In Eq. (13) when \(n=1\) then this is equivalent to the quasi-periodicity constraint of Eq. (5) divided by the number of points representing the surface. When \(n=1\) the error in Fig. 23 is below the error tolerance 7e-11, showing that GMOS is indeed satisfying the quasi-periodicity constraint. However as \({\varvec{X}}\) is mapped further in time the errors grow, showing that the actual orbits diverge form the idealized orbits. In plots (a), (b), and (c) the errors grow to about 1e-8 after two stroboscopic maps and steadily grow for the following mappings. These orbits are from constant \(\omega _2\) 3-d branches. In plots (d), (e), and (f) the errors grow to about 1e-2 after two stroboscopic mappings and stay nearly constant for the following mappings. These orbits are from constant \(\omega _1\) 3-d branches.

6 Conclusions

This work uses a single-parameter continuation method called GMOS to explore the dynamical structure in the vicinity of the \(L_2\) stable halo orbits in the Earth-Moon system of the circular restricted three-body problem. The types of solutions explored are the quasi-halo orbits diffeomorphic to 2- and 3-dimensional quasi-periodic tori. Two branches from each types of orbits are computed from the span of stable halo orbits to construct a total of four 2-parameter families. The four branch types are the constant \(\omega _2\) 2-d branch, the constant \(\omega _1\) 2-d branch, the constant \(\omega _2\) 3-d branch, and the constant \(\omega _1\) 3-d branch.
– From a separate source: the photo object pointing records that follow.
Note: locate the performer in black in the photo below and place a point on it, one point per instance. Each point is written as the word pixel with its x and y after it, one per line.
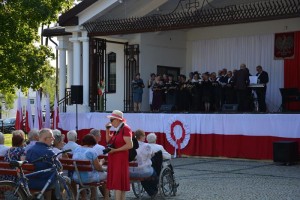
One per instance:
pixel 262 78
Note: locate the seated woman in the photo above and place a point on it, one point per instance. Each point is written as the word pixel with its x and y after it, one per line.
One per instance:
pixel 16 152
pixel 151 138
pixel 144 168
pixel 86 152
pixel 58 143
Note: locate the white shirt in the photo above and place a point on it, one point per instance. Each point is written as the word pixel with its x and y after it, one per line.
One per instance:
pixel 28 146
pixel 3 150
pixel 56 151
pixel 99 149
pixel 70 145
pixel 144 155
pixel 156 147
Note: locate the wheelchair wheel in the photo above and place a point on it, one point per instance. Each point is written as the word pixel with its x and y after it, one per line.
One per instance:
pixel 166 182
pixel 10 191
pixel 137 189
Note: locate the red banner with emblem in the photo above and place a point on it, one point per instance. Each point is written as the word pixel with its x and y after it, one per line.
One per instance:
pixel 284 47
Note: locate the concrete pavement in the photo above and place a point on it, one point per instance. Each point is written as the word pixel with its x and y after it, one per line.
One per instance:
pixel 233 179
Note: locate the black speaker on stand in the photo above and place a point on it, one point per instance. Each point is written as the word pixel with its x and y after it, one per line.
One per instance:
pixel 285 152
pixel 76 98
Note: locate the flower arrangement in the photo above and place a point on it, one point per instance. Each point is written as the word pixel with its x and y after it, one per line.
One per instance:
pixel 101 87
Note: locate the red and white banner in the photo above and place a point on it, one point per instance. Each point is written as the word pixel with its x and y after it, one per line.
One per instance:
pixel 226 135
pixel 56 115
pixel 47 123
pixel 19 115
pixel 38 121
pixel 28 122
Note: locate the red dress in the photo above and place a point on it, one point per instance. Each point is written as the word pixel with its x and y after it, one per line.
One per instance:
pixel 118 165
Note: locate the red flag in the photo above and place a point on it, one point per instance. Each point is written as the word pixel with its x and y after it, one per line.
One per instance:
pixel 28 122
pixel 19 116
pixel 47 115
pixel 38 112
pixel 55 114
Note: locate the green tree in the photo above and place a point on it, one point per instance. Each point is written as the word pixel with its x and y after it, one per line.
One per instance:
pixel 23 62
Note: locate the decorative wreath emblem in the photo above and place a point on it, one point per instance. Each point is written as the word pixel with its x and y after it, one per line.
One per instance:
pixel 178 134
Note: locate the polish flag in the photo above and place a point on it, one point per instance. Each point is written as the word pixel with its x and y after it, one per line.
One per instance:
pixel 47 123
pixel 37 115
pixel 55 114
pixel 19 116
pixel 28 122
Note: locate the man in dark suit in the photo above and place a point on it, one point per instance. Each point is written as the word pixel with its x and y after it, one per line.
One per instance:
pixel 241 80
pixel 262 78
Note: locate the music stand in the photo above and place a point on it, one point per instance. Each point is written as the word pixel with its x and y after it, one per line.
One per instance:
pixel 287 95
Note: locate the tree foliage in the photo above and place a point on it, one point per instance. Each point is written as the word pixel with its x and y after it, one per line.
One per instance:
pixel 23 62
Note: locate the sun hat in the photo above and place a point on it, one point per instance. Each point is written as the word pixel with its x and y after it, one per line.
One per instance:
pixel 151 138
pixel 116 114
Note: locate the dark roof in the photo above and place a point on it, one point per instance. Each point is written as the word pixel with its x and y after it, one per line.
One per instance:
pixel 242 13
pixel 69 18
pixel 55 31
pixel 211 15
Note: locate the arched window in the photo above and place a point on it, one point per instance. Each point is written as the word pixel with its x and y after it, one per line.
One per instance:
pixel 111 72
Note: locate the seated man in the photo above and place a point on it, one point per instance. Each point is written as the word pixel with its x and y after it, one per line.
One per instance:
pixel 87 152
pixel 3 148
pixel 72 138
pixel 151 138
pixel 98 148
pixel 144 168
pixel 33 137
pixel 41 148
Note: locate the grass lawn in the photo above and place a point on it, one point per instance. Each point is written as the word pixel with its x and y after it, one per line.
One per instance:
pixel 7 141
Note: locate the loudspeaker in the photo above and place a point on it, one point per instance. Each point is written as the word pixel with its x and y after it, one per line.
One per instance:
pixel 285 152
pixel 76 94
pixel 230 107
pixel 166 108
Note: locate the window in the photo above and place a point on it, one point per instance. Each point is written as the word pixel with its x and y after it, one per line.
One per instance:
pixel 175 71
pixel 112 68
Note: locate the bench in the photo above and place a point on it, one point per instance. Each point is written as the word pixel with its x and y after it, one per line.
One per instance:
pixel 77 166
pixel 85 166
pixel 5 168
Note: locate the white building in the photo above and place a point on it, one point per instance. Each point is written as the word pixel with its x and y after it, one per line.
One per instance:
pixel 115 39
pixel 9 113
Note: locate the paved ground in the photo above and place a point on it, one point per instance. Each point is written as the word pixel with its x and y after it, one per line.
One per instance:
pixel 214 179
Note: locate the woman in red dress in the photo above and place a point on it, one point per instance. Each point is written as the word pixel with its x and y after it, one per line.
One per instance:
pixel 118 165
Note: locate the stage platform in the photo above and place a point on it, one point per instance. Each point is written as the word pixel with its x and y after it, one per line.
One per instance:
pixel 249 136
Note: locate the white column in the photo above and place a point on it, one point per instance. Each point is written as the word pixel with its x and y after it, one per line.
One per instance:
pixel 62 66
pixel 70 65
pixel 76 58
pixel 85 67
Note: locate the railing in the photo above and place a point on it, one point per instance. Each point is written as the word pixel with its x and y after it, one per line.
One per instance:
pixel 65 101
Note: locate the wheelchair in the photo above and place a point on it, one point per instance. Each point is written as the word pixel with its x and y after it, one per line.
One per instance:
pixel 167 185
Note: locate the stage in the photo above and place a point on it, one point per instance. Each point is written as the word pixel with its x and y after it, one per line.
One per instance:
pixel 249 136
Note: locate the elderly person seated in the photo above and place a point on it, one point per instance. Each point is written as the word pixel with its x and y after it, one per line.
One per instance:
pixel 33 137
pixel 42 148
pixel 151 138
pixel 16 152
pixel 86 152
pixel 98 148
pixel 144 168
pixel 72 138
pixel 3 148
pixel 58 143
In each branch a parameter is held constant and the value of that parameter is determined by the halo orbit and its monodromy matrix from which the branch is grown.

The 3-d quasi-halo orbits do not have amplitudes as large as the 2-d quasi-halo orbits, but are larger than some of the partially elliptic quasi-halo orbits. However, all of the orbits in this region are much smaller than the quasi-halo orbits emanating from the unstable quasi-halo orbits. The amplitudes of all the orbits are compared to an empirical limit to the sizes of orbits in this region.

The Jacobi constant among each of the four branch types has a net change in the range [-4e-4 3e-4] compared to the value of the Jacobi constant of the underlying halo orbit from which each branch is generated. The direction of change has a turning point within the constant \(\omega _2\) 2-d and constant \(\omega _2\) 3-d families. The branches with smaller \(\omega _0\) values have a negative change in the Jacobi constant as orbits grow larger. And branches with larger \(\omega _0\) values have a positive change in the Jacobi constant as orbits grow larger. The constant \(\omega _1\) 2-d and constant \(\omega _1\) 3-d branches exhibit an increase in the Jacobi constant as the orbits grow larger.

The 2-d quasi-halo orbits are comprised of partially elliptic and partially hyperbolic quasi-halo orbits. Nearly each branch is identified to have a stability bifurcation leading from stable to unstable orbits. All identified bifurcation points are near the ends of branches. The partially hyperbolic orbits do not transition back to partially elliptic before the end of the branch is reached.

Lastly, the geometry of the invariant surfaces of these quasi-halo orbits are diverse. The invariant surfaces of the elliptic quasi-halos create a volume in phase space when evolved in time resulting in a trajectory with complex behavior. The relative motion of the invariant surfaces with respect to the underlying halo orbit provides full coverage of a point on the halo orbit with the same phasing in \(\theta _0\).